Stable, Highly Conductive, and Strain‐Insensitive Supramolecular Elastomer Composite for Printable Self‐Healing Soft Electronics
Ahmed Albeltagi, Tiia Tyystälä, Mikko Nelo, Tuomo Siponkoski, Aldeliane M. da Silva, Mari Rocham, Jari Hannu, Heli Jantunen, Jari Juuti, Jarkko Tolvanen
- Year
- 2025
- Citations
- 6
- Access
- Open access
Abstract
Abstract Stretchable and self‐healing soft conductive materials are essential for soft electronics, robotics, wearables, and bioelectronics. However, achieving a single material that simultaneously offers high and stable conductivity, minimal resistance changes under extreme stretching, high‐resolution universal printability, autonomous self‐healing, and pressure‐sensitive adhesive properties for direct bonding of surface‐mountable components remains challenging. Here, a printable ink composed of liquid metal microparticles and carboxylic acid‐functionalized carbon nanotubes, blended into a bimodal supramolecular elastomer matrix is introduced.

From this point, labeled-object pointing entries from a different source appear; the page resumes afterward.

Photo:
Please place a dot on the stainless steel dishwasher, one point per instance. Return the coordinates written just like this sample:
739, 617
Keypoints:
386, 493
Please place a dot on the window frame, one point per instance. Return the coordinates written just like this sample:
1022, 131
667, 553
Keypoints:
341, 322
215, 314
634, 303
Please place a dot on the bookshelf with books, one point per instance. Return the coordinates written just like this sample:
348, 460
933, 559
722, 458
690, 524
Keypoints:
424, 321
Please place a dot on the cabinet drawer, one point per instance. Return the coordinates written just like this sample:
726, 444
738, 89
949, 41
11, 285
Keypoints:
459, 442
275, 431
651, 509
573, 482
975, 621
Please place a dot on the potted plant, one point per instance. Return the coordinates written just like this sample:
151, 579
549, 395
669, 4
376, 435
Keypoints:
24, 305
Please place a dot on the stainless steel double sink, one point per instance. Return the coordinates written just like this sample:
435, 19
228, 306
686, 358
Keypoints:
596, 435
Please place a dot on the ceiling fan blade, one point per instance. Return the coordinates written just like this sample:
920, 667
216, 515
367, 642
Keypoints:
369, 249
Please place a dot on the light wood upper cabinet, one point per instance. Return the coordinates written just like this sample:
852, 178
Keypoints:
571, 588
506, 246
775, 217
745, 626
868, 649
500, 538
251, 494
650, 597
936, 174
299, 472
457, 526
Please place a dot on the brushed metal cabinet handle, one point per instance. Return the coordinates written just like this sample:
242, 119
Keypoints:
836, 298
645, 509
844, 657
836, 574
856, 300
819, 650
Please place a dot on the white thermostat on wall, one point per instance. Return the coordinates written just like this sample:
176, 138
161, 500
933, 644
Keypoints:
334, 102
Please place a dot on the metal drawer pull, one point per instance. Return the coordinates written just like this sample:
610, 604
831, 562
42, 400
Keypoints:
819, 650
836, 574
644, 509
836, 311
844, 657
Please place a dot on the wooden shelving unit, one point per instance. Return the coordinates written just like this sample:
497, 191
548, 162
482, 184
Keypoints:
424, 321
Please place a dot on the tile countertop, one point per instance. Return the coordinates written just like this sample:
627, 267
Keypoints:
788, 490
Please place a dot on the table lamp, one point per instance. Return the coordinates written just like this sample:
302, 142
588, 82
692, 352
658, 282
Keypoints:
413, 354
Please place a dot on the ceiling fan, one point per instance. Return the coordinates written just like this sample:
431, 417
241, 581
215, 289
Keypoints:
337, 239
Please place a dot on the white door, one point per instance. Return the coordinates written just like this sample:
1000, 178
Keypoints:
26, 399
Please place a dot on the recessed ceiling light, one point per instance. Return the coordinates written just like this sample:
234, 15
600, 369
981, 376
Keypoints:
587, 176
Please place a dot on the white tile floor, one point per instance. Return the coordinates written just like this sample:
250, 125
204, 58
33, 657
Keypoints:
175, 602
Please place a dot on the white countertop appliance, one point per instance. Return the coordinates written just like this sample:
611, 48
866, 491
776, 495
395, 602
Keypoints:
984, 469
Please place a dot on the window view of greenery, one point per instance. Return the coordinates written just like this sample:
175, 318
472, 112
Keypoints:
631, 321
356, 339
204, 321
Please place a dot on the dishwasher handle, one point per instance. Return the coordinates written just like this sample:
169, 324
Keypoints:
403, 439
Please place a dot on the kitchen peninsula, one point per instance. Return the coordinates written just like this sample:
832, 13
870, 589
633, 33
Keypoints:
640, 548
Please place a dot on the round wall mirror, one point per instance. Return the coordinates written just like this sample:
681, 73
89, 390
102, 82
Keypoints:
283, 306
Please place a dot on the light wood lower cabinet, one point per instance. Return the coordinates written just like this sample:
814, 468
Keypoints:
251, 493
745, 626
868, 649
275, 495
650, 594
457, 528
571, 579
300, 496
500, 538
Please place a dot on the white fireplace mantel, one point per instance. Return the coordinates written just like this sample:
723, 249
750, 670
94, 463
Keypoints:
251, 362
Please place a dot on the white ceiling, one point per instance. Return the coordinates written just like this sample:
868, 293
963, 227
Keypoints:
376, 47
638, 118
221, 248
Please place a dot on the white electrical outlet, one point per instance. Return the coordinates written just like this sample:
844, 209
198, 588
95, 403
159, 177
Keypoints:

After photothermal activation, the material is capable of reorganizing conductive pathways and achieves a high conductivity (> 20000 S·cm −1 under strain), exceptional strain insensitivity ( R/R 0 < 3.95 up to 500%), and an elastic working range >700%. The reversible oxygen‐boron and hydrogen bonding enable both effective autonomous self‐healing and direct assembly of self‐healing hybrid electronic circuits and systems through self‐adhesiveness. To showcase the high performance and functionality, a highly stretchable, self‐healing, and waterproof 3 × 5 pixel display is fabricated.